Communion illustrates everything that makes us one. Like baptism, it enacts the message of the gospel. The message that every single human being is in the same condition without Christ – we are alienated from God and deserving judgement for our sins against Him. The message of free forgiveness made possible because Christ’s death has paid the penalty for our sin. The message that having been reconciled to God we can live as His children with His Spirit within us as a living presence, the guarantee of a future where we will enjoy God the Father, Son and Spirit forever together with saints from every tribe and language and people and nation.
Differences don’t cause division.
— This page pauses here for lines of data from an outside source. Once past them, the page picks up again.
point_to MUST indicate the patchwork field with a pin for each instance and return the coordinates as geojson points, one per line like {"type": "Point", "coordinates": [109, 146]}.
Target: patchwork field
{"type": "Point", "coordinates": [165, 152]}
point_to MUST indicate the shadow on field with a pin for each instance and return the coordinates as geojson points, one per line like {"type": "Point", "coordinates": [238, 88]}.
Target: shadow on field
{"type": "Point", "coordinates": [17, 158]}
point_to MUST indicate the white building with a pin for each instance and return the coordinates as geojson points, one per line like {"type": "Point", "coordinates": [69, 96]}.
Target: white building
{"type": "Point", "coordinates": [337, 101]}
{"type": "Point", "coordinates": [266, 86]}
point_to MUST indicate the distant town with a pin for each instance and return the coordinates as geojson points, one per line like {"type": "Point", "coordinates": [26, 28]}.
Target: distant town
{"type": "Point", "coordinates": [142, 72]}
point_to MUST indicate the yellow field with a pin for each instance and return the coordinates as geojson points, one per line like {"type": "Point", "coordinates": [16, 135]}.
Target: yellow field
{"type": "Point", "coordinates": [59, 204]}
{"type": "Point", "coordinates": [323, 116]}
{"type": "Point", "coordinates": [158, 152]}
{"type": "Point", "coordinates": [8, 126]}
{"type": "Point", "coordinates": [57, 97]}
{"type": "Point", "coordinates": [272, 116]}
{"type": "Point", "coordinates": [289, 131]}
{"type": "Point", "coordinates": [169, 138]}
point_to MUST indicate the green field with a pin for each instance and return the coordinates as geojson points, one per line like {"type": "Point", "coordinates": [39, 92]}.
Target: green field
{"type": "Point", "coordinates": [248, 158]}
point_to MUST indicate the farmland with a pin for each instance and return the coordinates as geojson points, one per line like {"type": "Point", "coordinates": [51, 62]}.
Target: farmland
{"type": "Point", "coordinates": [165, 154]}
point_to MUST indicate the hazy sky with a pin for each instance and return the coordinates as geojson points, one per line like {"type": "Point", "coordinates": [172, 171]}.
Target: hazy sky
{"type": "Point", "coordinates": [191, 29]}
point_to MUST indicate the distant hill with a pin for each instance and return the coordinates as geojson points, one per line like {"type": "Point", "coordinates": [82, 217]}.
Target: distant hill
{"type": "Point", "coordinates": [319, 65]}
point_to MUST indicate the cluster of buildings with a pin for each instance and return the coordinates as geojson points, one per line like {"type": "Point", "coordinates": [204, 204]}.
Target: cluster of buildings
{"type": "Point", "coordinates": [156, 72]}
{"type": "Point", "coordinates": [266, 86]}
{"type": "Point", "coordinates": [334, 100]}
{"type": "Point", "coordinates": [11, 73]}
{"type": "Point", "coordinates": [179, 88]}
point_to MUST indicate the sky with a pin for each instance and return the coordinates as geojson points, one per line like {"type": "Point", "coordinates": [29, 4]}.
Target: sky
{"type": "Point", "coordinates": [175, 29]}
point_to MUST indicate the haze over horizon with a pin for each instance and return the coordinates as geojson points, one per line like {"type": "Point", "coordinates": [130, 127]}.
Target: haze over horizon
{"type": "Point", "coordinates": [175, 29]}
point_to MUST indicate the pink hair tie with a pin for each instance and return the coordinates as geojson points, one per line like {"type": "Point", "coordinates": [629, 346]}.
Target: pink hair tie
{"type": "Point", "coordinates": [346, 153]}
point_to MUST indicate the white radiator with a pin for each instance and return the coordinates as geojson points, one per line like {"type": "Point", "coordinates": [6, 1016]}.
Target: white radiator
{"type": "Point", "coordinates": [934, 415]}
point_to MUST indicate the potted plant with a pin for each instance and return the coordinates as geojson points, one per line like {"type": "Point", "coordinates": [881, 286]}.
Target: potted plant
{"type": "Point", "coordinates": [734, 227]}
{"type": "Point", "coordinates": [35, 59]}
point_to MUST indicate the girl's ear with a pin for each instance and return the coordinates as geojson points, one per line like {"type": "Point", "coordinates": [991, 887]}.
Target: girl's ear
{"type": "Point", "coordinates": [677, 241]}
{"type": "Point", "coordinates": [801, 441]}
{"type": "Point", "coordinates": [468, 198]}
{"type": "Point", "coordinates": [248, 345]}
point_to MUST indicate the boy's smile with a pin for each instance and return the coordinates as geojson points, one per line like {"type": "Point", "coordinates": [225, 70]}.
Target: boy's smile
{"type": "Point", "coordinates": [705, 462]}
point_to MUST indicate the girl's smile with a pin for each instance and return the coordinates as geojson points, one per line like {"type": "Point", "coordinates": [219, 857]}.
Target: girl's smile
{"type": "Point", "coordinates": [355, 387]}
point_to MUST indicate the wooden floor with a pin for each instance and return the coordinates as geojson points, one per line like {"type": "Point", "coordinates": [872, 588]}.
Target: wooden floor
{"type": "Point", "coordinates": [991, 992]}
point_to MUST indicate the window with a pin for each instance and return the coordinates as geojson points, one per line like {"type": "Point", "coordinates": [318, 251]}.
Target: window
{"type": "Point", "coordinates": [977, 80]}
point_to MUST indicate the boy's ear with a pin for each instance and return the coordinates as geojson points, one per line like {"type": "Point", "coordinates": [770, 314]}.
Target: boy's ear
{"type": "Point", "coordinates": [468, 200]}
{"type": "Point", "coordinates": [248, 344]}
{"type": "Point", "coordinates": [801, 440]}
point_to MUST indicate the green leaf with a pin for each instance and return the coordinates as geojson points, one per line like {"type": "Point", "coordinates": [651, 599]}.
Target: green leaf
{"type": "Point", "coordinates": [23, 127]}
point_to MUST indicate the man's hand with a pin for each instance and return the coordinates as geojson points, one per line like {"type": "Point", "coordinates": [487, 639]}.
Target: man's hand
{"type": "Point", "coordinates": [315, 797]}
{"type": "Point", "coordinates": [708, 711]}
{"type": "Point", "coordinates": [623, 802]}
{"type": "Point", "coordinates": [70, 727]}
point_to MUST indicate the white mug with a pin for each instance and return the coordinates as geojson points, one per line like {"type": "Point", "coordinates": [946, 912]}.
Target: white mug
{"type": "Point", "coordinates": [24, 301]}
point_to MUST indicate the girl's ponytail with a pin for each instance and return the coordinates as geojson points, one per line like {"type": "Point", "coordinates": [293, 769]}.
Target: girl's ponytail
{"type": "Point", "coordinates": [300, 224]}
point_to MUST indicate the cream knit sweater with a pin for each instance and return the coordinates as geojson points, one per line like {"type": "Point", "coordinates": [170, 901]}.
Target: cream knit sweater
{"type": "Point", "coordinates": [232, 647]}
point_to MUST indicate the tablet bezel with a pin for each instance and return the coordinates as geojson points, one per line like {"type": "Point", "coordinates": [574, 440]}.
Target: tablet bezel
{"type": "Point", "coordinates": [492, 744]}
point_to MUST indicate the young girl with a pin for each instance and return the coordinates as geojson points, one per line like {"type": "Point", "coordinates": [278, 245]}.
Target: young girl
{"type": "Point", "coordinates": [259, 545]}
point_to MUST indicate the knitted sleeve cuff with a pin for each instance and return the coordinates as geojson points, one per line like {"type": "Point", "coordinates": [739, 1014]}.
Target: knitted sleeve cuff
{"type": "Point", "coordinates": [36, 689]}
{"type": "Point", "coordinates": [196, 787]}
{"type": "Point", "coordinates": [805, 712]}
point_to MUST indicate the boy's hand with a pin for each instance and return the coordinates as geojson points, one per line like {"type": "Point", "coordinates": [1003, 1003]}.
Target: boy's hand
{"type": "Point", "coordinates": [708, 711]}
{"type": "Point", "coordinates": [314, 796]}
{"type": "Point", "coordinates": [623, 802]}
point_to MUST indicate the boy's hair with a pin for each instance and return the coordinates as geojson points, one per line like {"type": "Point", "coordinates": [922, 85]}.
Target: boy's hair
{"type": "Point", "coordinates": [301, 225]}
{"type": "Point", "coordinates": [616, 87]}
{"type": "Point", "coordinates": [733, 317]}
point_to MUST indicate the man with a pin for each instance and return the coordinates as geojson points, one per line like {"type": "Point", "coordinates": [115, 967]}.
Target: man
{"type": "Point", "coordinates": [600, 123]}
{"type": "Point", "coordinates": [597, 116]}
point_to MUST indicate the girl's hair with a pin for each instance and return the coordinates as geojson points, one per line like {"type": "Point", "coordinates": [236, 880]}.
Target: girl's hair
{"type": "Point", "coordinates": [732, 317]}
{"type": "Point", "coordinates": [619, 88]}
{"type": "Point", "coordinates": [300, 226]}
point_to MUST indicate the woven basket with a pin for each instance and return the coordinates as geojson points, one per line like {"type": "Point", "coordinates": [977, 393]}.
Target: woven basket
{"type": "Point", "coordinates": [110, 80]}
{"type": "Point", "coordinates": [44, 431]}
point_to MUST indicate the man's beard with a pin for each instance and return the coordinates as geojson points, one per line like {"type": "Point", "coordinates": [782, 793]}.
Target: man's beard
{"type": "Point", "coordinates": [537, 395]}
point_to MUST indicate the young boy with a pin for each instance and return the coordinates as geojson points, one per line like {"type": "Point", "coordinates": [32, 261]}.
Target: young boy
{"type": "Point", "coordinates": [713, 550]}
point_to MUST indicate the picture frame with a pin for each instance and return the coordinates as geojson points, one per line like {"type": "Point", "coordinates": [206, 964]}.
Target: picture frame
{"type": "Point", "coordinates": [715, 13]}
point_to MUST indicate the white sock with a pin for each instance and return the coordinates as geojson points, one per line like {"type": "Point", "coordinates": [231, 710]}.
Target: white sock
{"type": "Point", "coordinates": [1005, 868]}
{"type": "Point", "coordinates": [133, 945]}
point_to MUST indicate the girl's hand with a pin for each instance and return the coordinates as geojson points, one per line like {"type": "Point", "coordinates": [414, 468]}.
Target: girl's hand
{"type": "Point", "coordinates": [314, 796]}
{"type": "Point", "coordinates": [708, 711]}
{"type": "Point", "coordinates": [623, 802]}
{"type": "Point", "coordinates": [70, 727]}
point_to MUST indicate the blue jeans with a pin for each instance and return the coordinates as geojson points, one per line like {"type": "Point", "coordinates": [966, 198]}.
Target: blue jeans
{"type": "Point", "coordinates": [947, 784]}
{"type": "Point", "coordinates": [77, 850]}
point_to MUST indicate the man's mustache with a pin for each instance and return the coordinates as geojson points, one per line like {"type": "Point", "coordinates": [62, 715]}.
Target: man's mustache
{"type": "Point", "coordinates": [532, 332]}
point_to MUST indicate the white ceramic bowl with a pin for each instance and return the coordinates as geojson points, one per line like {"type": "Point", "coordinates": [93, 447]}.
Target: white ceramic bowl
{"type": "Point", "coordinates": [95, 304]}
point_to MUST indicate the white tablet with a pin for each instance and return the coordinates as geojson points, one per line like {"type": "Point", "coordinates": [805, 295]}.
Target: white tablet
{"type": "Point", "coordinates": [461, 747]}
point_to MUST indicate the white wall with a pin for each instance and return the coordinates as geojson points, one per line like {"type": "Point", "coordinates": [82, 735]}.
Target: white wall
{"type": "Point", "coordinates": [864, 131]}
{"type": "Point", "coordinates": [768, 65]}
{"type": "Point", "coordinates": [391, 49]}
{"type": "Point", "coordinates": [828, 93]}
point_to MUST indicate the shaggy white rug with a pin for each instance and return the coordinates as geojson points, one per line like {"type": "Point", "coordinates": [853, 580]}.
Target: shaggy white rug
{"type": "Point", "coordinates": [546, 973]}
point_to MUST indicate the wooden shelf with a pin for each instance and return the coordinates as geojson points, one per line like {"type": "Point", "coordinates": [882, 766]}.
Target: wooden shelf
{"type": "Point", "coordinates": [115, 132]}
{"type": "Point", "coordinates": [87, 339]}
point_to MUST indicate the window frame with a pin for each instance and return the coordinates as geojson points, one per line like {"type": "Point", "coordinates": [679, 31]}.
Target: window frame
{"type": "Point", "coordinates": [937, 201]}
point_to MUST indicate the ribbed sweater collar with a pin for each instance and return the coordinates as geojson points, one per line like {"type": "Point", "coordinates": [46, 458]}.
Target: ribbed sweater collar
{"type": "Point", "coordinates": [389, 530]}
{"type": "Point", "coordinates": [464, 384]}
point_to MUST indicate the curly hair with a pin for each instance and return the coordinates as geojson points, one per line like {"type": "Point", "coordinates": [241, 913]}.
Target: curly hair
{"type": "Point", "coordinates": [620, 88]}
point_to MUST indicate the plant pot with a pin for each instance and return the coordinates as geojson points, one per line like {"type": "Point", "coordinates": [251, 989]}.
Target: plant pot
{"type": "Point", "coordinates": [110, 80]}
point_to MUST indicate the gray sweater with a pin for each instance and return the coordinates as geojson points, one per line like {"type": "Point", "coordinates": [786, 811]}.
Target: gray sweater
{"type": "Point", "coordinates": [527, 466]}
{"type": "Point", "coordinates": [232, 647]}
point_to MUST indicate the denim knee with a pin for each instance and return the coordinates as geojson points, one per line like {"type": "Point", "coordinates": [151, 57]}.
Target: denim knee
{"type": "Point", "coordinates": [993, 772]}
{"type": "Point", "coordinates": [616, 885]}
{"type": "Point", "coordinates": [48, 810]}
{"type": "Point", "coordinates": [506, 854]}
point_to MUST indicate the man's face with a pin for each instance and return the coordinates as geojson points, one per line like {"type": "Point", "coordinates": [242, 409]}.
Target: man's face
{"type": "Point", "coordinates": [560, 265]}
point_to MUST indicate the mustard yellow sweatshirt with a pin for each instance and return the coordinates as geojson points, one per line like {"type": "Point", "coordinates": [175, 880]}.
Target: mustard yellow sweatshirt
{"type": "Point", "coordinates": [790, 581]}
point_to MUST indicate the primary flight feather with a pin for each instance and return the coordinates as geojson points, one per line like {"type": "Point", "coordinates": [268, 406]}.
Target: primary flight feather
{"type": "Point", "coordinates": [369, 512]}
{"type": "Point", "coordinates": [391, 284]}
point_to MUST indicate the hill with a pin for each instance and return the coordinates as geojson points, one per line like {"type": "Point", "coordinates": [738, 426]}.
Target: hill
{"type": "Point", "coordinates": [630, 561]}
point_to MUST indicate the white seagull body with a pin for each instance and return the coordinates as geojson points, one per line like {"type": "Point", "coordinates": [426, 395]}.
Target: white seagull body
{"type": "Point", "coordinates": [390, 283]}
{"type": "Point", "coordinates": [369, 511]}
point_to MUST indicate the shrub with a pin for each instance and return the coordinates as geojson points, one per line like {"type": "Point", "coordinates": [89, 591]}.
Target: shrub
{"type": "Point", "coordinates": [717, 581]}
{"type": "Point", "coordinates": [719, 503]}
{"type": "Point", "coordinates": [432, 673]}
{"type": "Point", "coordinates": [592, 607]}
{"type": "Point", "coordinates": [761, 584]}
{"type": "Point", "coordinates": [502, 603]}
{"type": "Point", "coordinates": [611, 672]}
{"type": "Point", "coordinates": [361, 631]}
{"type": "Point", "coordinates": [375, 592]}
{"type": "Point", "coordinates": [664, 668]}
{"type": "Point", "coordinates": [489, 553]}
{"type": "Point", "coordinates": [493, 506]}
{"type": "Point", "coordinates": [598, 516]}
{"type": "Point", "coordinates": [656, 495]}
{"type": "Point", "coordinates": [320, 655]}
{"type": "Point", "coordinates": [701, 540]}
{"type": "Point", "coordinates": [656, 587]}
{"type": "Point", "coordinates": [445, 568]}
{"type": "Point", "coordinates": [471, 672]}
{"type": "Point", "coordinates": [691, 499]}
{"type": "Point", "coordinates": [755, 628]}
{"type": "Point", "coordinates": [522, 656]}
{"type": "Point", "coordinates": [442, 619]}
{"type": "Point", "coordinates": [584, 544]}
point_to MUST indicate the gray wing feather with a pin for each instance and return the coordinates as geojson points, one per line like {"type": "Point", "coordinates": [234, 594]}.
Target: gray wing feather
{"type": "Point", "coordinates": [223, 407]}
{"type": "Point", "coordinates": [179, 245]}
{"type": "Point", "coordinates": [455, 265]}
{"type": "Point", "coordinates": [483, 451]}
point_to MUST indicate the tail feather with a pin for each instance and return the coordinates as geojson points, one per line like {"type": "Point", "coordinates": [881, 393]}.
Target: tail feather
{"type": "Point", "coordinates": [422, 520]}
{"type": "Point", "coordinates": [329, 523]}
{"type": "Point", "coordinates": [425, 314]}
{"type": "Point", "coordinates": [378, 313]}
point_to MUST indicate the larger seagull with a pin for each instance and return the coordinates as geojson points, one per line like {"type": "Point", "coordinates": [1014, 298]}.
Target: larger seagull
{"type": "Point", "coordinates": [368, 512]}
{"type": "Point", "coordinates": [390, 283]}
Sin does. Sin places our differences into competition.
Commonality doesn’t produce unity. Christ does. Freed from bondage to sin our differences become flavours of His grace.
Communion drives us back to those realities.
I was at a rock concert recently with around 13,000 other people. People were dancing, singing, waving arms in the air and generally getting pretty excited. It was great! There was a real sense of belonging because we liked the same music, the same artist. But music that unifies can also alienate. Lovers of classical music or hip hop may not have felt at home!
What is it that the Church offers that nothing else on earth can match? What makes us feel like we belong… and invites us to if we don’t yet?
It’s the gospel. The gospel that is enacted every time we take communion together.